[Zope] Zope Dies Mysteriously After A Few Days. How Do I Investigate Zope's Death?

Wed Dec 10 11:59:55 EST 2003

-----BEGIN PGP SIGNED MESSAGE-----
Hash: SHA1

Dne sreda 10 december 2003 17:46 je Jonathan Mark napisal(a):
> My new goodbyejim.com site runs Zope 2.6 and Python
> 2.1 on Redhat 7.3 It uses Squishdot. Ever since I
> fired the site
> up a few weeks ago it has been dying mysteriously
> every few days.
> When I look in the var/Z2.log file there is no
> evidence that anything
> went wrong.

For me, it was a memory leak problem.

> If I then run the stop script it says that Zope is not
> running. I can then
> always restart Zope using the start script without
> problem.
> If I run the uptime Unix command I find that the Linux
> box itself has been
> running without problem. What could be causing my Zope
> to die? How do I
> investigate it?

Try running dmesg. If it displays anything like this:
Out of Memory: Killed process 14946 (python).

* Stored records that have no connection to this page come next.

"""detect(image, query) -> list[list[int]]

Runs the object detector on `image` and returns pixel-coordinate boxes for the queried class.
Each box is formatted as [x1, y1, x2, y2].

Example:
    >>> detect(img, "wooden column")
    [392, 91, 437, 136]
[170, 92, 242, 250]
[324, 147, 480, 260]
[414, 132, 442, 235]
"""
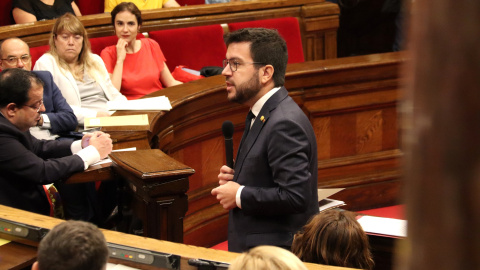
[402, 0, 480, 269]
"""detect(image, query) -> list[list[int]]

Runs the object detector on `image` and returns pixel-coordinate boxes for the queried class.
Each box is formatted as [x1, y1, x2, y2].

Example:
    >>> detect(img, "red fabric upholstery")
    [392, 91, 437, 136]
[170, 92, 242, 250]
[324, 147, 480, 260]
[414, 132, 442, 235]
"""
[89, 33, 145, 55]
[210, 241, 228, 251]
[176, 0, 205, 6]
[30, 45, 50, 68]
[228, 17, 305, 64]
[148, 24, 226, 72]
[0, 0, 14, 26]
[75, 0, 104, 16]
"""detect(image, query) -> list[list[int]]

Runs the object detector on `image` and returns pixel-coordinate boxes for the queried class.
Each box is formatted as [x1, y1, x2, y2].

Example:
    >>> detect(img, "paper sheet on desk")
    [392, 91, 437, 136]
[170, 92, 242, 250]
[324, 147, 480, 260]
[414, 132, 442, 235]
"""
[107, 96, 172, 111]
[0, 238, 10, 246]
[357, 216, 407, 238]
[84, 114, 149, 129]
[318, 188, 345, 200]
[106, 263, 140, 270]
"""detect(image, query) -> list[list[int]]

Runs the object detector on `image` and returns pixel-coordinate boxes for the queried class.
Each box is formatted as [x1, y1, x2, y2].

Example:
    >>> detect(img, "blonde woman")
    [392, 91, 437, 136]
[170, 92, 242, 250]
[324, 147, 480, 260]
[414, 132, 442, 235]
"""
[34, 13, 127, 125]
[229, 246, 308, 270]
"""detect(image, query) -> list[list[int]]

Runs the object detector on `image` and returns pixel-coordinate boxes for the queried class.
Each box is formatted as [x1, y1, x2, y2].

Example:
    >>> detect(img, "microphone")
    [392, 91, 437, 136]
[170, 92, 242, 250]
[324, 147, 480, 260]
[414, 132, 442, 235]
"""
[222, 120, 234, 168]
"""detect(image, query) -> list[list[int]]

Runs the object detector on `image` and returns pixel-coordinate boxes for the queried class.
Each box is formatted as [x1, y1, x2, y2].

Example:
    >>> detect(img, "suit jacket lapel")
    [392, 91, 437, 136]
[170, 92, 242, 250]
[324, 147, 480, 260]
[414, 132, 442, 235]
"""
[233, 87, 289, 181]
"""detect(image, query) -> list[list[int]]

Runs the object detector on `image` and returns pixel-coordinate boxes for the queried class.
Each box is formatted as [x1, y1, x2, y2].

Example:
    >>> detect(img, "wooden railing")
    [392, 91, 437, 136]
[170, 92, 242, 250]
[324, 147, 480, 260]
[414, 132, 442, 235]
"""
[0, 0, 339, 61]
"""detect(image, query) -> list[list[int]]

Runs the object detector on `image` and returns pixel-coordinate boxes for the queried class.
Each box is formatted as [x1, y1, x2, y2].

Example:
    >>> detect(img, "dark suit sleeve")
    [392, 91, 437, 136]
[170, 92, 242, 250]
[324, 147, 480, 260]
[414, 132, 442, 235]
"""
[0, 134, 84, 185]
[240, 118, 313, 216]
[39, 71, 78, 134]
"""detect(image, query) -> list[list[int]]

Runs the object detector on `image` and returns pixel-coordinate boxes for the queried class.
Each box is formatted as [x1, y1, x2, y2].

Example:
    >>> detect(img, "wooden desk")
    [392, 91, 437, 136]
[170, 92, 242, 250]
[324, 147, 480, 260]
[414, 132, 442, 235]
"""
[0, 241, 36, 270]
[0, 205, 357, 270]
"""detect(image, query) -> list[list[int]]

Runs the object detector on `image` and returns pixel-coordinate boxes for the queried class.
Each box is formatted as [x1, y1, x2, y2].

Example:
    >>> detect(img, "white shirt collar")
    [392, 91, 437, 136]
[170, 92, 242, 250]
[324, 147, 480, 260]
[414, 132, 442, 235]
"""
[251, 87, 281, 117]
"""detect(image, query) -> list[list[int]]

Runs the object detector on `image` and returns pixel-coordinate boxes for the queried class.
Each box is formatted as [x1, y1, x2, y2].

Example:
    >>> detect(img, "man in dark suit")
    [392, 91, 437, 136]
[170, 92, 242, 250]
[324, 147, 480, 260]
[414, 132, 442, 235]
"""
[211, 28, 319, 252]
[0, 37, 77, 140]
[0, 68, 112, 217]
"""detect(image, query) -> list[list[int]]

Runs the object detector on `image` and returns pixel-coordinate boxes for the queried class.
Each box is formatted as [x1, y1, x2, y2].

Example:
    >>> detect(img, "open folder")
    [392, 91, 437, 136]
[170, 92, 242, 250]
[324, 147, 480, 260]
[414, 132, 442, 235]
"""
[318, 188, 346, 212]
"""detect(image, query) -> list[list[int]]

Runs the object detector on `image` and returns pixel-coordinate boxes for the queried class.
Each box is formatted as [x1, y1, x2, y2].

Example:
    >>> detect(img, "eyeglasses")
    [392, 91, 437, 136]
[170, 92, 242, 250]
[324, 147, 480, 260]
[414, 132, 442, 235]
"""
[1, 55, 31, 66]
[23, 99, 44, 113]
[222, 59, 265, 72]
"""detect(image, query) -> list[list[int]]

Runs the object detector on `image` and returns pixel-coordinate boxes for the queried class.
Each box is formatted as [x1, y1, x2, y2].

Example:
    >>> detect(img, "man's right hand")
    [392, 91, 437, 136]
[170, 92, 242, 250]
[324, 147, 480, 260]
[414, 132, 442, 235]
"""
[218, 165, 235, 185]
[88, 132, 113, 159]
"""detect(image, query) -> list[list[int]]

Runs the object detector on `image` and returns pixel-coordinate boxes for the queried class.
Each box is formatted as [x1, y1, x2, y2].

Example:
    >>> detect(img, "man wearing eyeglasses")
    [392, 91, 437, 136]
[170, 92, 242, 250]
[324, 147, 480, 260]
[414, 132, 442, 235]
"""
[211, 28, 319, 252]
[0, 68, 112, 217]
[0, 37, 77, 140]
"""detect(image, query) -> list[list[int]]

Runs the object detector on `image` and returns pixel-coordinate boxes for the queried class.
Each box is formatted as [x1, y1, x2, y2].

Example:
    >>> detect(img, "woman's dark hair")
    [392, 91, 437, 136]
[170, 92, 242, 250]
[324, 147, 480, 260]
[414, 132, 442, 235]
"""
[292, 210, 374, 270]
[111, 2, 143, 26]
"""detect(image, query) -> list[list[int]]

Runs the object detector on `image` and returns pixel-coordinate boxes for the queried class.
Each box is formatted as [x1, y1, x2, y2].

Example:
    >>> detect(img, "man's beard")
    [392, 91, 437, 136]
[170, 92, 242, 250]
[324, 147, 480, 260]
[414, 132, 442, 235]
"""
[228, 73, 261, 104]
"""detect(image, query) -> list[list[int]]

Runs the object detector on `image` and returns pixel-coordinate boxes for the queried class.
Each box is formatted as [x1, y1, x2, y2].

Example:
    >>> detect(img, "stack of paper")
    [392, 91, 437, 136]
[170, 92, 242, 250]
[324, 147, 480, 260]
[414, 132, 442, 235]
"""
[318, 188, 346, 212]
[84, 114, 149, 129]
[107, 96, 172, 111]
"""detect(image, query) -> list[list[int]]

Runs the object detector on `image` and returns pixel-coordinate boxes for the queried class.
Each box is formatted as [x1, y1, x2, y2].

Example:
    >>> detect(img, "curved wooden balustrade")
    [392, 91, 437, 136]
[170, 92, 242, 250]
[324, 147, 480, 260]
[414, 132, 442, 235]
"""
[0, 0, 339, 61]
[101, 51, 406, 247]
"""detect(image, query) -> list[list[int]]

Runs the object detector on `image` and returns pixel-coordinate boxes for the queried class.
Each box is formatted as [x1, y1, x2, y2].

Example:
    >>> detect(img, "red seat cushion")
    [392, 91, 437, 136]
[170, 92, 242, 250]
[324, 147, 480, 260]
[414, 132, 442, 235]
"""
[30, 45, 50, 68]
[149, 25, 226, 72]
[228, 17, 305, 64]
[176, 0, 205, 5]
[210, 241, 228, 251]
[75, 0, 104, 15]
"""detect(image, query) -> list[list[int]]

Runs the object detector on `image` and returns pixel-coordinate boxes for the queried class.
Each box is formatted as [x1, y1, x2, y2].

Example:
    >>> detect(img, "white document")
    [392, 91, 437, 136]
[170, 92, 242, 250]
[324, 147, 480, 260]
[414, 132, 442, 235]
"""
[106, 263, 140, 270]
[319, 198, 346, 212]
[317, 188, 345, 200]
[107, 96, 172, 111]
[84, 114, 149, 129]
[317, 188, 346, 212]
[357, 215, 407, 238]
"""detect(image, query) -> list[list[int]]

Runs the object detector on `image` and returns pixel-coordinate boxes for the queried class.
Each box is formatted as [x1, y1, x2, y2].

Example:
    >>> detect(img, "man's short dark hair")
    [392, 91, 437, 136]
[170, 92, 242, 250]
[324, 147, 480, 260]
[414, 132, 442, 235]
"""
[0, 69, 44, 108]
[37, 220, 109, 270]
[224, 28, 288, 87]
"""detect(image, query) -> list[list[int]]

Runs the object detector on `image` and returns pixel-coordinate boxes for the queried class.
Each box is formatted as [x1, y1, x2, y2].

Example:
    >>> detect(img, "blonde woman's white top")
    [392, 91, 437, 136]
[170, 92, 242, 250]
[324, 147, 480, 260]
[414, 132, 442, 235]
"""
[34, 53, 127, 124]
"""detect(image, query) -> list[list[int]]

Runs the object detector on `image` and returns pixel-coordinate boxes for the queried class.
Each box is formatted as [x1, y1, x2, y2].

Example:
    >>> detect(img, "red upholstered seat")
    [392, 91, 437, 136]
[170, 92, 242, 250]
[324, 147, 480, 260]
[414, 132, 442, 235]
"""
[89, 33, 145, 55]
[75, 0, 104, 15]
[228, 17, 305, 64]
[176, 0, 205, 5]
[211, 241, 228, 251]
[148, 24, 227, 72]
[30, 45, 51, 68]
[0, 0, 14, 26]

Then it is a memory leak. The very inelegant, but very working
solution for me has been this kind of script:

#!/bin/bash

while true; do
        KILLPID=`ps axuww | grep Zope/Startup/run.py | grep -v grep | sort -n 
- -r -k 5 | awk '{print $2}' | head -1`
        echo `date` Killing $KILLPID
        kill $KILLPID
        sleep 10
        for instance in 1 2 3; do
                RUN=`ps axuww | grep Zope | grep z$instance`
                if [ -z "$RUN" ]; then
                        echo `date` Running zope instance $instance
                        /home/zope/z$instance/bin/runzope &
                fi
        done
        sleep 3600
done

I have three instances of Zope load balanced with pound and every
hour i kill the one that's the most swollen, and restart all those
that are not running.

The load balancer just skips non-running instances and users
experience no downtime.

I plan to fix the script to check if all three zopes are running
and restart them immediately (only sleep for a few seconds or so)
and stop them only when they reach a threshold of memory usage.

The reason I have three instances is the global interpreter lock
issue, that made the zope server crawl with the CPU almost idle.
I found out that running three instances per CPU is quite OK to
fill it up, but I haven't had the time to debug these memory leaks.
I have a cache of some per-user data that does not expire, but
there aren't enough users that this could possibly fill up more than
a hundred megabytes (the zope instances have been growing to well
in excess of 350 megabytes).

The Zope I'm running is a 2.7.0-b3.

- -- 
Jure Koren, n.i.
jure at aufbix.org
-----BEGIN PGP SIGNATURE-----
Version: GnuPG v1.2.1 (GNU/Linux)

iD8DBQE/11EO9iFCvmuhrCIRAsxYAKDvjWhquvR7+a4pQwVETZXs8VPtlgCfYCMz
cGykYEOzVVa9xDcV7lhpH9Q=
=a3gy
-----END PGP SIGNATURE-----